Is the American Century Over? That is the title is a slim, little monograph by the American political scientist Joseph Nye published in 2015. He agrees with Time magazine founder Henry Luce, who wrote a remarkable essay in 1941 during the Second World War that the 20th century was the American century.
No, the American century is not over, concludes Joseph Nye after looking at China and America and briefly at Europe, Russia, Japan, India and Brazil.
He writes: “The American century is not over , if by that we mean the extraordinary period of American pre-eminence in military, economic and soft power resources that have made the United States central to the workings of the global balance of power, and to the provision of global, public goods.”
He adds: “Contrary to those who proclaim this the Chinese century, we have not entered a post-American world.”
“But,” he says, ”the continuation of the American century will not look like it did in the twentieth century.”
America now and then
“The American share of the world economy,” says Joseph Nye, “will be less than it was in the middle of the last century…”
It will also be “more difficult for anyone to wield influence and organize action”, he says, in a more complex world with “the rise of other countries and the increased role of non-state actors”. He doesn’t name the countries and the non-state actors, but he could be referring to emerging powers and various and organizations.

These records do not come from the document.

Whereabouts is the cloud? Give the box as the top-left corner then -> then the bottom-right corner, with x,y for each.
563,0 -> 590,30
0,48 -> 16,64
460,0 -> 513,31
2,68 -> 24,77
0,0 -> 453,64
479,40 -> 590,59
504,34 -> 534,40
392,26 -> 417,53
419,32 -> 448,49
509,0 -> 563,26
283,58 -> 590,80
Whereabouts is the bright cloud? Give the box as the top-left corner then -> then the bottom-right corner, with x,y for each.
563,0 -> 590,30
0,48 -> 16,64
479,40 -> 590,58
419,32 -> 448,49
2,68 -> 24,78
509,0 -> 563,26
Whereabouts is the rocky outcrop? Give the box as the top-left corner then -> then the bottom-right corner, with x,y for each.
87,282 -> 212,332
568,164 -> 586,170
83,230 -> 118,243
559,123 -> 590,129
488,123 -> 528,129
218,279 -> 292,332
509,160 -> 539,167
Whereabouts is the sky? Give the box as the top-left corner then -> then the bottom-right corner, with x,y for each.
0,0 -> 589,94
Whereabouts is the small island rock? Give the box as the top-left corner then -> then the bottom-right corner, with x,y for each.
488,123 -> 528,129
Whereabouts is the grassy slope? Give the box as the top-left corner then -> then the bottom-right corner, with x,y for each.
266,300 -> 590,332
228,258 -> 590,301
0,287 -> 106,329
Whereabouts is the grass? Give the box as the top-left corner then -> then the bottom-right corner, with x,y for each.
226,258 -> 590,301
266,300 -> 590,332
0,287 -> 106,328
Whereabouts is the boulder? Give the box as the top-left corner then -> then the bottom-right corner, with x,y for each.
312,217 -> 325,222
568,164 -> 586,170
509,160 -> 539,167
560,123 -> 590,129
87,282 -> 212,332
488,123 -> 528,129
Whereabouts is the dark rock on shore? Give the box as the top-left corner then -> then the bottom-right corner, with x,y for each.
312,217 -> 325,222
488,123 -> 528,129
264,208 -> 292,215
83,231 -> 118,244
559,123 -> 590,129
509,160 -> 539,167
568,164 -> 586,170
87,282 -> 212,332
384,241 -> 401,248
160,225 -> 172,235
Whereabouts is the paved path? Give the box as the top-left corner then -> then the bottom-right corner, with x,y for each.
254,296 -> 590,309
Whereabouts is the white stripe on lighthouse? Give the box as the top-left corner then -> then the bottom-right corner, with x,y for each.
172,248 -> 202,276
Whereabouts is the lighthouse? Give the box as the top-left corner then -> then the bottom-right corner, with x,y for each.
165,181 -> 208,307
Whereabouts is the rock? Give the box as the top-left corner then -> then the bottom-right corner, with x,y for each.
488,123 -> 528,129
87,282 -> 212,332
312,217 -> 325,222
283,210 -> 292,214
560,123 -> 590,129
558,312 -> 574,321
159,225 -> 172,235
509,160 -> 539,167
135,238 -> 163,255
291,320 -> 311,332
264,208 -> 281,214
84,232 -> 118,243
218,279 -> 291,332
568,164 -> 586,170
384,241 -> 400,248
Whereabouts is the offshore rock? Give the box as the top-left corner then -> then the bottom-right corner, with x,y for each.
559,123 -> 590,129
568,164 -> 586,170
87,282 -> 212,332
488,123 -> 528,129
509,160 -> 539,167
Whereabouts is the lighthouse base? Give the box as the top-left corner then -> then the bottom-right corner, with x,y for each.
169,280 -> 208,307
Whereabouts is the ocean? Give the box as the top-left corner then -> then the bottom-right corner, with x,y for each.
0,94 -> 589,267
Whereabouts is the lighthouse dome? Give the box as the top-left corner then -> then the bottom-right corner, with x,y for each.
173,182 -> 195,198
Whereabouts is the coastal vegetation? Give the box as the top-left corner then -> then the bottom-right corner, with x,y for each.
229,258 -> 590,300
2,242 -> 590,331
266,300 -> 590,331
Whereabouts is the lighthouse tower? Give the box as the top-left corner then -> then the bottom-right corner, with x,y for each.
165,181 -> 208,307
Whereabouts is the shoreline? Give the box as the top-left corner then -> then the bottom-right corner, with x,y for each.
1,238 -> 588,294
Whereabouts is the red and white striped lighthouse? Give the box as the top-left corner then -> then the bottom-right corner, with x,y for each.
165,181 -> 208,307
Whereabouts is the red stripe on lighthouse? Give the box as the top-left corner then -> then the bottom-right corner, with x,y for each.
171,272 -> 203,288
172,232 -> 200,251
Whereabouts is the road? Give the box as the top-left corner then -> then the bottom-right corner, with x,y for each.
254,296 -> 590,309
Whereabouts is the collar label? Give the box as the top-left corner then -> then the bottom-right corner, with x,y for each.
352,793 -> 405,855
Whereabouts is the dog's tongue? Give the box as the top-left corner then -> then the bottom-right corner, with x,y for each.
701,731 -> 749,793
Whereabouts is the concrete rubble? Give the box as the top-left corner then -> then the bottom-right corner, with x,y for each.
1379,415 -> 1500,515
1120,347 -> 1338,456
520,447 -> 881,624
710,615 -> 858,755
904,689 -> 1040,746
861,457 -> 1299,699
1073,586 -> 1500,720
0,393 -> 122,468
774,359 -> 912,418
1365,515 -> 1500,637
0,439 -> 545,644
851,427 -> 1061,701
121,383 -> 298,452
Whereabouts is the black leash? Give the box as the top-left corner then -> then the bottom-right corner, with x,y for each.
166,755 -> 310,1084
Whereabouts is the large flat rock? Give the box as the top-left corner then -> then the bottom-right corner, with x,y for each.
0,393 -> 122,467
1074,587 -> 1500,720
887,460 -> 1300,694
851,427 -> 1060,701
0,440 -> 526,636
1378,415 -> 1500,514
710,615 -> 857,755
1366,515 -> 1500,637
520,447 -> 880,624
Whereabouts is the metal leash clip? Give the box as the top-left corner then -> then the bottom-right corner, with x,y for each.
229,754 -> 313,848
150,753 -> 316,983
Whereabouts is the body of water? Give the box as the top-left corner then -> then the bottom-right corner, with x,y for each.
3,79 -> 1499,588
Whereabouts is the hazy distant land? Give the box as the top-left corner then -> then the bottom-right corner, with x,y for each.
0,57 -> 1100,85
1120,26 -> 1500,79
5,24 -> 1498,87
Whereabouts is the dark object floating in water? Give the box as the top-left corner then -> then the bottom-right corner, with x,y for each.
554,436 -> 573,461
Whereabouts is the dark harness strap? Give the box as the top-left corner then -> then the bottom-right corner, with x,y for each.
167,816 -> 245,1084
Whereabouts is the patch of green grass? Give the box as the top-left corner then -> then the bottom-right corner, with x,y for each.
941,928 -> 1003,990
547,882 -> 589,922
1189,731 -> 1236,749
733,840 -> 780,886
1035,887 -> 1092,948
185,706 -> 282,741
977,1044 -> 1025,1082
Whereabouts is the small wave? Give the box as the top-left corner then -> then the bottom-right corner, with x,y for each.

“America will have to listen” to others to win their support, says Nye.
But America was never omnipotent, he adds
“The United States never had complete control,” reminds Nye. “Even when the United States had preponderant resources, it often failed to get what it wanted.”
We should “remember a year like 1956”, he says, “when the United States was unable to prevent Soviet repression of a revolt in Hungary, French loss of Vietnam, or the Suez invasion by our allies Britain, France, and Israel.”
“The American century,” concludes Joseph Nye, “is likely to continue for a number of decades at the very least, but it will look very different from how it did when Henry Luce first articulated it.”